The majority of mammals, however, eat a relatively low-quality diet. Cows, for example, spend most of their day chewing grass. Even our closest ape relatives, whose diets consist mainly of fruit, have to spend almost half their day chewing to get enough energy from their food, the authors explained.
Prof. Lieberman said:
“But we humans have done something really remarkable. We eat even higher-quality foods than chimpanzees, and spend an order of magnitude less time chewing them.”
Meat hard to chew
However, making that change presented our ancient ancestors with a new challenge. One of the key components to that higher-quality diet is meat, which – in spite of being calorically dense – is extremely difficult for humans to chew effectively.
Prof. Zink explained:
“Meat has a lot of nutrients, but it is also very elastic. You can think of it as being like a rubber band. So the problem is that we can’t break it down with our flat, low-cusped teeth.”
“But if you slice it up, then you do not need to use your teeth to break it down as much, and you swallow much smaller particles. Cooking makes chewing even easier.”

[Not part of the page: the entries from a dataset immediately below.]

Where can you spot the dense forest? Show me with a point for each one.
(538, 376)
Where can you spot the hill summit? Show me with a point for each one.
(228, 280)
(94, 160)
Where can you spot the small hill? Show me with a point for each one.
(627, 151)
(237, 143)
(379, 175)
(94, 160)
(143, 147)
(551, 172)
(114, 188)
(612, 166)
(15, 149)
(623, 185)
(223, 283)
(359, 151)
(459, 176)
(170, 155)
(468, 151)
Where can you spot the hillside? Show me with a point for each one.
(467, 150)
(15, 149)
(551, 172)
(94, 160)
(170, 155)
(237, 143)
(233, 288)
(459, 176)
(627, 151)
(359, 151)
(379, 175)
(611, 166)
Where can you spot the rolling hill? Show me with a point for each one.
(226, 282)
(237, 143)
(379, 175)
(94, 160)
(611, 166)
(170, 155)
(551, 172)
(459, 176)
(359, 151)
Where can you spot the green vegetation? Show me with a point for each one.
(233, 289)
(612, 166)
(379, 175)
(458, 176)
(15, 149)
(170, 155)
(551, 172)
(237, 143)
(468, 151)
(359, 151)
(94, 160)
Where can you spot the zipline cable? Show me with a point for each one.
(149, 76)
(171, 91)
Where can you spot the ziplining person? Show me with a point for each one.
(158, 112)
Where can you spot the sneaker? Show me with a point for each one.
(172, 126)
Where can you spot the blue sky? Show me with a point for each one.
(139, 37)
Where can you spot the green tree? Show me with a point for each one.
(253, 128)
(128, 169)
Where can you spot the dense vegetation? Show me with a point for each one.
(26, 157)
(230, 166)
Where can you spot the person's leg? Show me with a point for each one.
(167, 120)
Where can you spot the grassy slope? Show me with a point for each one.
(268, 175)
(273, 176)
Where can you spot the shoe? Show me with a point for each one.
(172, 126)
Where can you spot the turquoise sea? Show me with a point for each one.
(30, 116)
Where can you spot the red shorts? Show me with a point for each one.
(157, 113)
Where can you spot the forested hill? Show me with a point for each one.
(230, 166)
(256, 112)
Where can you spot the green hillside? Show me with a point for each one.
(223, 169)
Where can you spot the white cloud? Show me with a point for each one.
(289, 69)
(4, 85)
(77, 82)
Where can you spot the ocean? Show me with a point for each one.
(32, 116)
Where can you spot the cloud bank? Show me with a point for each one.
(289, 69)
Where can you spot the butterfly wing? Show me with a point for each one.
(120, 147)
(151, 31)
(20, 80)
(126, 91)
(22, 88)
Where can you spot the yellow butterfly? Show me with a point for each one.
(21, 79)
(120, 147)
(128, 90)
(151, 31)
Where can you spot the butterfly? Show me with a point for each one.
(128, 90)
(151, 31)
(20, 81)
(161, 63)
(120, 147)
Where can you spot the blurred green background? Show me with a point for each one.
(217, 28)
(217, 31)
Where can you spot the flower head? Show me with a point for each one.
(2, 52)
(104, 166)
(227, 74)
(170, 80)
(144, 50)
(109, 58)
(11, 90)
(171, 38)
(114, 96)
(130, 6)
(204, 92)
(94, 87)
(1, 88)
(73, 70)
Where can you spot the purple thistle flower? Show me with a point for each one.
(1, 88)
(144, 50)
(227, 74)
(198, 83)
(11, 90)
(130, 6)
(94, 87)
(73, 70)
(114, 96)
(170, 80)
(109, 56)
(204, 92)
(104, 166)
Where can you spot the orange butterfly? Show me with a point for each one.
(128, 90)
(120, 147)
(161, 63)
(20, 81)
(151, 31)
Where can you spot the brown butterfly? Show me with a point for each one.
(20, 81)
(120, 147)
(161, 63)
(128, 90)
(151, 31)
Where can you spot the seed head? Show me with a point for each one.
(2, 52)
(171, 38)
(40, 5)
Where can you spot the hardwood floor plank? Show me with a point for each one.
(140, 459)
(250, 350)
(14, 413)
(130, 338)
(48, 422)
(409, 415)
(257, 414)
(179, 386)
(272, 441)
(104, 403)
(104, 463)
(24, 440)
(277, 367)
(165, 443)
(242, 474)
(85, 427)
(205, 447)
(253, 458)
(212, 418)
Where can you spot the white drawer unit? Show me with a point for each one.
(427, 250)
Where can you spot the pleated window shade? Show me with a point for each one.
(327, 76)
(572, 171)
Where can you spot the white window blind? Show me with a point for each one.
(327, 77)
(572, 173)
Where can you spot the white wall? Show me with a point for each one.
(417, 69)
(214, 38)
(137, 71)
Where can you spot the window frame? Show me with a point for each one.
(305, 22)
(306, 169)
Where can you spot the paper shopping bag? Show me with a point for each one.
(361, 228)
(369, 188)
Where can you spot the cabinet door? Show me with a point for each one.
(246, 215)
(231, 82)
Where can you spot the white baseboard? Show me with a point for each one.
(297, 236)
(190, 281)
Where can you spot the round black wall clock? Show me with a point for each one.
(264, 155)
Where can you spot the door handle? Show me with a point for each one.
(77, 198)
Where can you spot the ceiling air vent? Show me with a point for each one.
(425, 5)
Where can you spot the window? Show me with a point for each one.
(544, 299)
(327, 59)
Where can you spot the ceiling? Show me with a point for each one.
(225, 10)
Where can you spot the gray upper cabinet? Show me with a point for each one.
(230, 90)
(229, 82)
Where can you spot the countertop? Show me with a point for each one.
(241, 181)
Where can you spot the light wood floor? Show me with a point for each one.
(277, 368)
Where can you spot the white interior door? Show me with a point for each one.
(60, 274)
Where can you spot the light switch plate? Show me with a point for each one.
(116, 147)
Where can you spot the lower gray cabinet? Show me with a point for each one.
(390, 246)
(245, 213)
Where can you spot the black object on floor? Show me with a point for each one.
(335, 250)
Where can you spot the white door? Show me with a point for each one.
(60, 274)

Professors Lieberman and Zink said that the pre-processing of food and the reductions in chewing effort that came with it may have opened to door to one of the key lifestyle changes in our evolution – the emergence of a hunter-gatherer lifestyle.
Prof. Lieberman said:
“With the origin of the genus Homo…we went from having snouts and big teeth and large chewing muscles to having smaller teeth, smaller chewing muscles, and snoutless faces. Those changes, and others, allowed for selection for speech and other shifts in the head, like bigger brains.”
“Underlying that, to some extent, is the simplest technology of all: slicing meat into smaller pieces, and pounding vegetables before you chew them.”
The impact of higher-quality diets and easier chewing on our ancient ancestors is evident if we imagine what day-to-day life must have been like all those millions of years ago.
Imagine an early human went out hunting for antelopes like kudu or impala, and came back at the end of the day empty-handed, which must have occurred fairly often then. Chimpanzees could not survive that way – they would have to spend the whole night eating.
Humans benefited from a division of labour
Prof. Lieberman said:
“Following the invention of hunting and gathering, though, humans can benefit from a division of labor. Someone else may have come back with an impala, or some tubers you could eat.”
“And instead of spending all night eating it, you’d spend a lot less time, energy and effort to chew it by pounding it or cutting it with just a few stone tools. What a dramatic shift!”
While many aspects of our biology changed when the genus Homo evolved, the authors said that processing food before eating must surely have played a significant role.
Prof. Lieberman said:
“One of the innovations that helped make us human is cutting up and pounding our food. Extra-oral processing first by using stone tools and then by cooking played a very important role in human evolution because it released selection for big faces and big teeth, which then enabled selection for shorter faces which were important for speech, and enabled us to grow big brains and have large bodies. We are partly who we are because we chew less.”
Citation: “Impact of meat and Lower Palaeolithic food processing techniques on chewing in humans,” Katherine D. Zink & Daniel E. Lieberman. Nature. 9 March 2016. DOI: 10.1038/nature16990.